In the muslin process, it occurred to me that the vertical stripes were an optical illusion on the inspiration pair. There’s no way that you can just sew straight stripes on at the side seam and have them hang straight because your hip is curved. So to draft the panels, I made strips 1.25″ + SA wide down the hip, following the curve into the calf area 11.125″ above the hem. They look like little elbows, but I was amazed to find out that indeed they did hang straight when sewn.


I could not use my denim as the contrast because it would’ve been too bulky for my machine, so I bought some plain white broadcloth and after extensive swatching,


Martha and me would have had quite the afternoon.

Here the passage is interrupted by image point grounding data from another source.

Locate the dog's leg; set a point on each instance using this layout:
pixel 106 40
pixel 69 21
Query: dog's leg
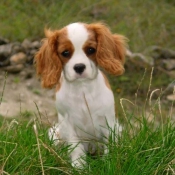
pixel 54 134
pixel 76 154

I used a weak dye solution (1/16 tsp RIT kelly green and 1/16 tsp RIT teal in 1 cup water) to come up with the seafoam color I used for the middle stripes. To sew them, I seamed the front two, pressed the raw edges under. Then I hand basted them into place along the sides and tops and topstitched the pressed edges. From there, the pieces are treated as one with the fronts and backs.


My process for the side seam zippers was pretty similar to this tutorial by Pattern Runway.


The rivets are from Cawaiiland on Etsy. I’ve used them in the past and I like their rivets, and they give you enough to last for a really really long time for not a lot of money.


For the basic construction, I referred to Jalie 2908 because their instructions are so well written, particularly on the pockets. I did french seam the pocket bottoms because it makes for such a pretty pocket.  The vintage McCalls’ girls like pretty pockets:


This girl is admiring my fly.


Make it pretty, mmmkay!

I should note that the fabric is a sage green stretch bull denim from Denver Fabrics.  The side panels are from plain cotton broadcloth, and the pocket fabric and fly facing is a print of vintage McCall’s pattern girls in their sweet dresses that I got from Hancock’s eons ago.

These jeans were a big challenge, but I’m glad I went through it all.  I almost bought the jeans at LOFT, but mine fit better, the stripes are more fun, and the puzzle of putting it all together was a joy.

My full review is here, and you know I’m hitting you up for votes for PR’s Jeans Contest.  Vote for me!

7 thoughts on “Sage and seafoam side stripe jeans

  1. Nice jeans! The side stripe definitely adds some interest. And thanks for the heads-up on the rivet source–I pinned their shop to my sewing board so I’ll remember the next time I need to hunt some down!

  2. You really put a lot of work into your jeans! Especially with doing it with a non-standard color like green and all the dying and such and having it come out looking good.

    One thing I was thinking about was to put eyelets along the side seam, as a sort of ventilation system, which could be useful on a hot day. I dunno, might look a bit too unusual…

  3. I say go for it. Jeans are a template for creativity, and there’s a lot of room for variations and fun features.